Zaman, zaman karşılaşıyoruz, çoğumuzun çocukları ilkokulu bitirme seviyesine gelmiş, ama doğru düzgün yazı yazmasını bilmez, okumayı tam olarak kavramış değillerdir. Bir sistem eğer 3-5 yıl oturmadıysa, bir daha da oturmaz. İlgili siyasetçiler yasal çaresine bakar, ama nerde halkı düşünen siyasetçi? Kendi çocukları özel okullarda, kolejlerde halkın çocuğunu düşünecek vakti mi var?
Eğitim derken; anladığımız kadarı ile okul çağına gelen çocukların imkanlar dahilinde, devlet yada özel okullardan herhangi birine kaydı yapılarak, geleceğe dair eğitim ve öğretim görerek topluma yararlı bireyler olarak yetiştirmektir. İlköğretimi bitiren çocuklarımız SBS puan sistemine göre okula yerleştirilmekte, başarılı ve başarısız diyerek henüz yolun başında onların umutlarını yıkabiliyoruz. Birçok öğrenci kendisini lisede gösterebilmekte ve başarılı olmaktadır. Kalitesiz eğitim sonucuna göre yapılan SBS sonrası birçoğumuz, çocuğumuzu yalnızlaştırmaktayız. Aynı şekilde eğitimcilerde okul kapısında, öğrenciye puanınız yetmiyor diyerek git başının çaresine bak diyebiliyor. Buda eğitim kalitemizin ve eğitimcilerimizin bir göstergesi olarak karşımıza çıkabilmektedir. Bizler öğrenciyi başarısızlığında yalnızlaştırmak yerine gerek aileleri olarak bizler, gerekse eğitmenlerimiz (öğretmen) hep beraber destek olmalıyız. Çocukların yıkılan hayallerini onarmalı ve çocukların kendilerine güven duymalarını sağlamalıyız.. Ötekileştirmek, başarısız görmek, git başının çaresine bak demekle geleceğimiz olan gençleri topluma kazandıramayız. Okul hayatını bitirdiğimiz onlarca başı boş kalan gencimiz sahip çıkılmadığı için uyuşturucu, tinerci, kapkaççı, sapık, hırsız ve aklınıza gelebilecek çeşitli suç makineleri haline geleceklerdir. Ondan sonra neden böyle oldu, bu duruma nasıl düştük gibi bin dereden su getirip çare aramak anlamsız hale gelecektir.

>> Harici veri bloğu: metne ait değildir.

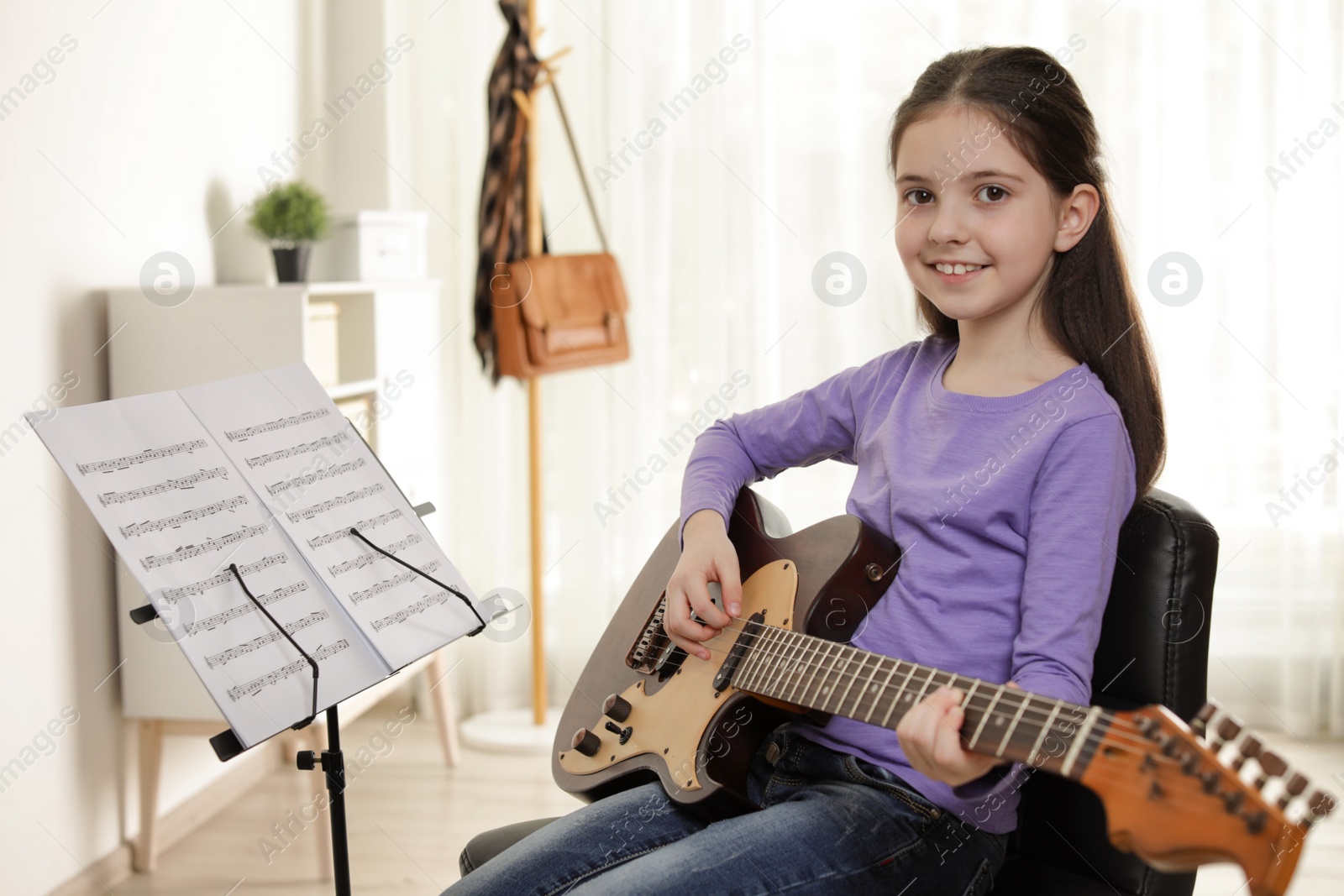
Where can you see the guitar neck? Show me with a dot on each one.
(839, 679)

Buradan il milli eğitim müdürümüzün gerçek anlamda eğitime hizmet ederek bu konularda okul müdürlerini öğrencilerimize yardımcı olmaları konusunda harekete geçmesini istiyorum. Mevcut eğitim sistemi başarılı olmadı, bundan sonrada olmayacak. Bırakın çocuklar okusun, eğitim hayatını bitirmeyin. Ortaokulda başarısız olmuş nice çocuklarımız liseyi başarı ile bitirmiş ve çok güzel üniversitelere yerleşmişlerdir.

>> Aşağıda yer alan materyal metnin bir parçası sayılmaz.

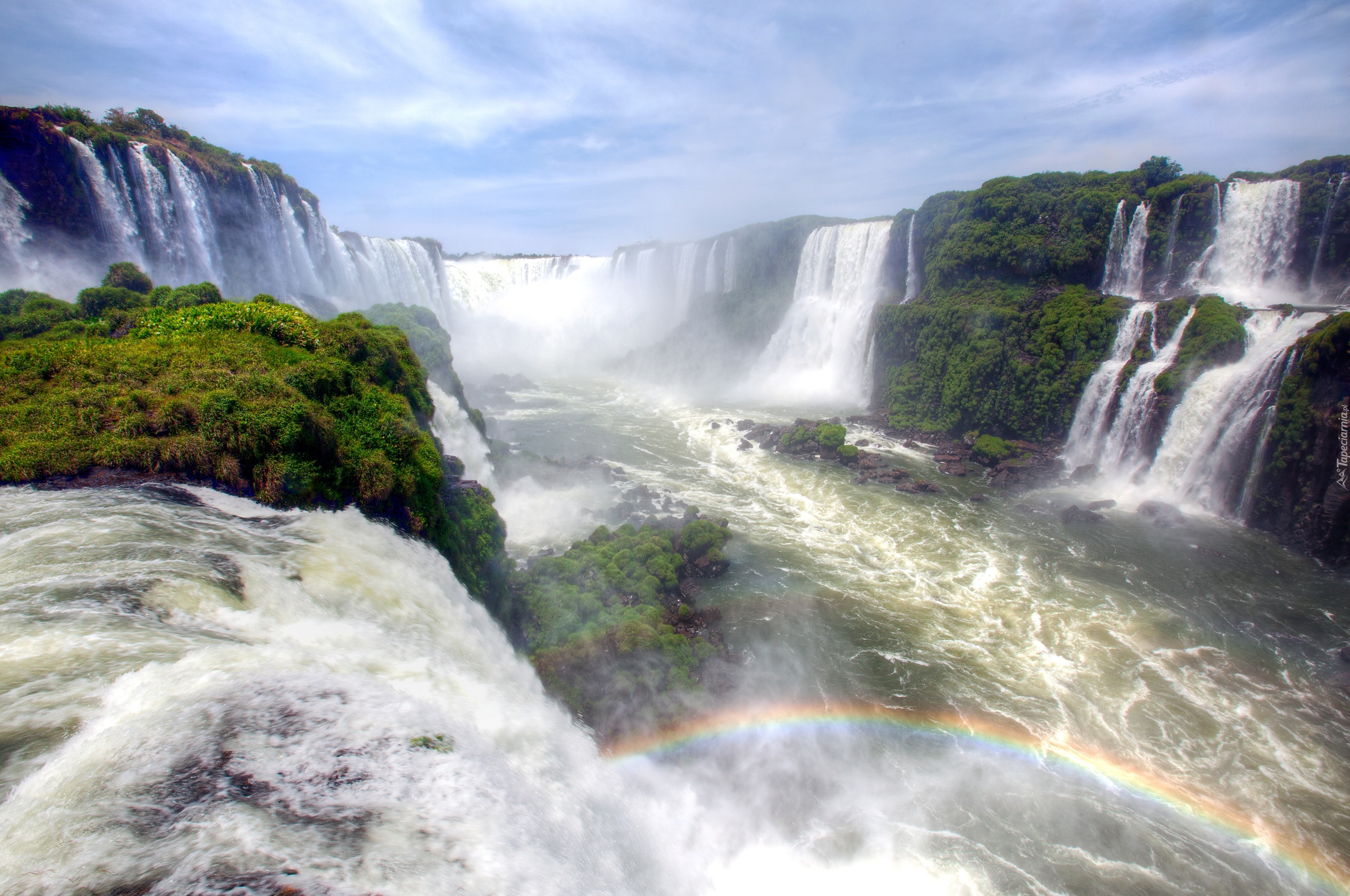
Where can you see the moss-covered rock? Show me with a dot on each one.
(1004, 359)
(256, 397)
(1303, 494)
(609, 629)
(1213, 338)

Lakin siyasetçiler sistemi getirmiş biz bir şey yapamıyoruz diyorsanız, bir şey diyemeyiz. Devam edin. Eğitim anlayışınız bu ise, lütfen devam edin. Kan ağlayan sağlık ve eğitim kalifiyesiz ve adamcılığın sonucu değil midir. Yada ilimizde bu tür sorunların, kendisini baş göstermesi, beceriksiz siyasetin sonucu değil midir?
Bir memlekette siyasetçi eğitimli, donanımlı ve halkını seven, sayan ve sevdalısı olursa bu memleketin kalitesi, başarısı da o denli yüksek olur. Van'da bunu gören var mı?
Sağlıcakla kalın.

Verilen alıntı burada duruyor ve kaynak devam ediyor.